Sparrow, Liu, and Wegner's 2011
Science article--a SHORT one!--was the first to publicly demonstrate Google's cyborg-like
infiltration of its users' normal memory structures. Though some
of the study's methods have been criticized, as scientists are supposed
to do, research published recently extends the potential cognitive
effects Google has on its users' self-perceptions of how much they
know: M. Fisher, M. Goddu, and F. Kiel, "Searching for
Explanations: How the Internet Inflates Estimates of Internal
Knowledge," Journal of Experimental Psychology 144:3 (2015)
674-87:
http://www.apa.org/pubs/journals/releases/xge-0000070.pdf
Print literacy made similar, subtle and gross changes in C15-20
readers' cognition and personality, all the way down to brain
structures. So this "Google effect" is not unique, but literacy
is subtle stuff! Do not underestimate what changes in its
technology might do to, and for, us. Once again, if you are
interested in a midterm paper studying these kinds of phenomena, which
merge cyberspace and our interior mental worlds, Ben Smith's Traffic(see
above) will offer insights. Specifically, look for the
process by which Facebook, Buzzfeed, and Gawker boosted "traffic"
(clicks, unique page views, etc.) by using algorithms that fed users
pages containing more of what they already had indicated an interest
in. See also Sean Parker's famous interview comment about
Facebook and other social media designers deliberately "hacking" a
weakness in human beings' cognitive design to hijack our attention,
memory, and self-image (the "dopamine hits"). The neural feedback
loops in social media became especially dangerous in 2018 when
Facebook launched a new algorithm that attempted to measure "meaningful
social engagement" resulted in "giving people what they would react
most strongly to . . . [resulting in] a nation that was alternately
angry and horrified, and uniquely preoccupied with fighting on Facebook
about race" (275).
We will encounter similar psychological effects of mass media reading when we get to print text.

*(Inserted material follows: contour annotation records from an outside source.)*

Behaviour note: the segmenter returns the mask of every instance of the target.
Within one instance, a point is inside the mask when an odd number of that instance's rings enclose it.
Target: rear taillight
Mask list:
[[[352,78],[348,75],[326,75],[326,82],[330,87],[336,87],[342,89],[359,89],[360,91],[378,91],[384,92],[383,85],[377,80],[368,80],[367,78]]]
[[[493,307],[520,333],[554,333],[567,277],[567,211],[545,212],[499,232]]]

For instance, since Nathaniel Butter and associates founded the first English "news-paper" in 1620-21, English readers increasingly came to base their sense of community and global conditions on what they read in these weekly, then daily broadsheets. Journalism was an early print-based medium that shaped readers' consiousnesses, and its methods are correspondingly highly conventionalized to procide reliable content of a given quality and substance. Few Goucher students take the newswriting course these days, but at least (in its current form as COM 142) a practicing journalist teaches the course. COM 142 is primarily a skills course, but COM 105 and 334 teach analysis and history of media in general and journalism in particular. To grasp the imperatives guiding print-based news reporting, as opposed to many of the "aggregators" and "click-bait" sites Massing covers in his first survey (June 4), consider this ancient maxim countless editors have told novice reporters: "If your mother tells you she loves you, check it out." Accuracy and patient research compete with the pressure of writing on a deadline to produce extraordinary demands on reporters' abilities. For a pithy (short) but well-informed set of journalistic sayings and explanations of their significance, see Craig Silverman's "Eight Simple Rules for Doing Journalism," Columbia Journalism Review, September 16, 2011--be sure to read all the way to the bottom for a great "Correction" to his own article. One thing Massing did not really investigate in his survey of digital journalism was whether any of those sites offered such corrections to errors of fact and omission made in previous reports. All serious print newspapers admit their mistakes in print--see the upper left corner of page A2 of every Washington Post for examples. For students who have never read Woodward and Bernstein's All the President's Men (1974) or seen Alan Pakula's quite accurate film version (1976), this weekend might be a good time to experience the reporters' exhausting and dangerous search for truth.